Als es noch keine Schnittstellen gab, zwischen Vergangenheit und Zukunft.
Nur das Jetzt.
Die gefühlte Zeit verweigern. Dem Tag die Wut der vergangenen Jahre entgegenhalten.
Wir verdunkeln die Fenster, stellen die Musik lauter. Schließen die Augen. Aber die Träume gleichen der Wirklichkeit und die Musik ist so traurig wie unsere sehr leisen Gedanken.
Wir reden von der Zukunft. Du sagst, dass es wieder Sommer wird. Aber wir wissen beide, dass der Frühling für immer vorüber ist.
Vielleicht erinnern sich die Bäume, dachte sie, an das erste Mal, als sich der Regen schwer auf ihre Blätter legte. Erfrischend zunächst, kühl und dann schwer. Wie sie auf den Wind warteten, damit er ihnen half das Wasser abzuschütteln, es erneut regnen zu lassen, diesmal aus eigener Kraft, um all das, was schwer auf ihnen lastete, los zu werden.
Oder an die Verwunderung, Verzückung als die Blätter sich das erste Mal färbten, an den heiligen Schreck, als sie sich lösten und zu Boden schwebten.
An den ersten Winter, als sich Schnee auf die nackten Äste legte, um sie zu trösten, zu wärmen, ihnen vom Frühling zu erzählen, der jetzt bald kommen würde, mit neuen Knospen, mit der Rückkehr der Vögel und ohne Schnee. Der Schnee würde warten müssen, sobald der Winter vorbei war, ganz hoch in den Wolken würde er alles betrachten, den Baum bewachen und die Liebenden zu ihm schicken, damit sie ihre Namen in seinen Stamm ritzten, um sich zu erinnern, irgendwann, wenn fast alles vergessen war und sie stehen vor diesem Baum ihrer Erinnerung und fragen sich, ob Bäume sich erinnern.

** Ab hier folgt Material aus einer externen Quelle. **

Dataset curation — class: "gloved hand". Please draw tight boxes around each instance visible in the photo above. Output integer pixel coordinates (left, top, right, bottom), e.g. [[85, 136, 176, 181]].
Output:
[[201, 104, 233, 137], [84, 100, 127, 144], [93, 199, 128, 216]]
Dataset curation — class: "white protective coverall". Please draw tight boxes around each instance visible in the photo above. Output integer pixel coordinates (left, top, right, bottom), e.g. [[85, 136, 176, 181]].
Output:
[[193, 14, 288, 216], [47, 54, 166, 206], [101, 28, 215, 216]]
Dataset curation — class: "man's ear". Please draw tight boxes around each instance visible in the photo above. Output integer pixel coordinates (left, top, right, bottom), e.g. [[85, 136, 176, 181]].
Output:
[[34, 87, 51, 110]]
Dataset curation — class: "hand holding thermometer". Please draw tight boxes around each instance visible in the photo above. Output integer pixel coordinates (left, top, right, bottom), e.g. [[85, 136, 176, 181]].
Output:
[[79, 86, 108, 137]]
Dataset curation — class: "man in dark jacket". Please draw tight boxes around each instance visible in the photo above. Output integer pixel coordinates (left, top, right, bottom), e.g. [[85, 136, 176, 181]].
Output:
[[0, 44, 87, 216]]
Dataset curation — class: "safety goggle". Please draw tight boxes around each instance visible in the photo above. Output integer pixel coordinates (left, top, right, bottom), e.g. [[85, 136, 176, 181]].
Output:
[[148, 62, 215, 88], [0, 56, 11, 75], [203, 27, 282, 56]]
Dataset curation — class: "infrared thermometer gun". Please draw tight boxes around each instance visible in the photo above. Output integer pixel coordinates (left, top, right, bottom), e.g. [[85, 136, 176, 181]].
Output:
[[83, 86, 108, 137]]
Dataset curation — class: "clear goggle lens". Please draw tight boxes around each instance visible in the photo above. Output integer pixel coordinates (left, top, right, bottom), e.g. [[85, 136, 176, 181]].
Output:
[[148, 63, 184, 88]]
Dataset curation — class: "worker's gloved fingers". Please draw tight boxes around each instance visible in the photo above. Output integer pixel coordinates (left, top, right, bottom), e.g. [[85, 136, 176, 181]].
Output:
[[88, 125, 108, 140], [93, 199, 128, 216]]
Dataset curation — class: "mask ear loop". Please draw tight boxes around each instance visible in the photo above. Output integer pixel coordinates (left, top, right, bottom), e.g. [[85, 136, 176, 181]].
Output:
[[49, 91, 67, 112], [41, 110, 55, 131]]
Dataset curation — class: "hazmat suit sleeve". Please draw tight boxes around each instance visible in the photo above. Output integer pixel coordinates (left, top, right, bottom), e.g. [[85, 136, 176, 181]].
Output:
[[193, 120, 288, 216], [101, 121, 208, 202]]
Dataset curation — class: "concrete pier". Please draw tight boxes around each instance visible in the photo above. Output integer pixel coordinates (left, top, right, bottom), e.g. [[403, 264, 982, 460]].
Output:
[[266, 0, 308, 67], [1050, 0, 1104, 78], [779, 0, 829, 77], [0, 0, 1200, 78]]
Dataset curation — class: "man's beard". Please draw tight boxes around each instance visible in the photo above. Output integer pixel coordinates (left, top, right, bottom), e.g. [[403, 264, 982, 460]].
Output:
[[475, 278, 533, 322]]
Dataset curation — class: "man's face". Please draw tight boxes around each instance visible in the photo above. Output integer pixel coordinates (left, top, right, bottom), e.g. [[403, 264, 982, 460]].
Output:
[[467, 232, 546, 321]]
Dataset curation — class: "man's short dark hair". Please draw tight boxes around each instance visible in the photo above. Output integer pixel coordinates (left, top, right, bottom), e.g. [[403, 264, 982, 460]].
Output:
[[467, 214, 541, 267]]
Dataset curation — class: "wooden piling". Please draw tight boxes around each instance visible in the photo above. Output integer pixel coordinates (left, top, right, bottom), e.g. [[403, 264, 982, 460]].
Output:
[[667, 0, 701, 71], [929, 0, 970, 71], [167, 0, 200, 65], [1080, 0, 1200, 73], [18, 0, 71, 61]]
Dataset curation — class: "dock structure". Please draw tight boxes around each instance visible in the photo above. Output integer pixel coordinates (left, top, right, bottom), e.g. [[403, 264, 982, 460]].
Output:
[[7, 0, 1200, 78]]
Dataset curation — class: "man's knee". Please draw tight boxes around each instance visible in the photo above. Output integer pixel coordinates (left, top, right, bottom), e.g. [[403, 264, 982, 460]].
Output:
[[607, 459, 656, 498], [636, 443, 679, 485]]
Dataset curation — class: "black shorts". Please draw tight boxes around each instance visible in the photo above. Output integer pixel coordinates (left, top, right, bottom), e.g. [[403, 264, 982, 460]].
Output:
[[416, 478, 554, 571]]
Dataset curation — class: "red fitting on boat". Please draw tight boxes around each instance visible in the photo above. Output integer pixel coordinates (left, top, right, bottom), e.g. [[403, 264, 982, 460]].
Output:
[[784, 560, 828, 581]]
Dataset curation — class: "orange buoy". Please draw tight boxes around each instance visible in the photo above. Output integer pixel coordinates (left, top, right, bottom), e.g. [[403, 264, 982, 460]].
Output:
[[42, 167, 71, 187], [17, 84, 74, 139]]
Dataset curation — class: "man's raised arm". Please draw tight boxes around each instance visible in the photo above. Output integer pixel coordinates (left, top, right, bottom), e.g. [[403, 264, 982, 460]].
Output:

Ich verliere mein Gesicht, meine Vergangenheit. Das Alter zeichnet mein Gesicht nicht, es löscht die Züge aus. Alles verschwimmt. Es gibt mich nicht mehr. Ich bin die Leere. Ich bin ein Neubeginn ohne Zukunft, weil ich keine Vergangenheit habe. Meine Krankheit hat einen Namen. Ich nicht.
Der Sommer ist eine Lieblingsfrucht der Zeit. Aufgeweckt. Saftig und satt. Farbenfroh. Die Zeit ist eine Liebhaberin der Adjektive, weil sie die Macht hat, sie zu verändern. Veränderung und Stillstand. Und die Zeit, die über all das hinweg geht.
Die Zeit spielt mit uns, fällt ihre vorschnellen Urteile, zeichnet uns. Ein brauchbares Stück Geschichte, das uns zum Hals hinaus hängt. Ein dummes, kleinliches Geschwür.
Erst später wächst sie über sich hinaus. Und wir vertrauen uns an. Ändern uns. Zweifeln. Führen Gespräche, ohne uns den Worten zu verschreiben. Stellen die richtigen Fragen und rücken die Antworten ins falsche Licht.
Dann schweigen wir und etwas beginnt in der Stille zu wachsen.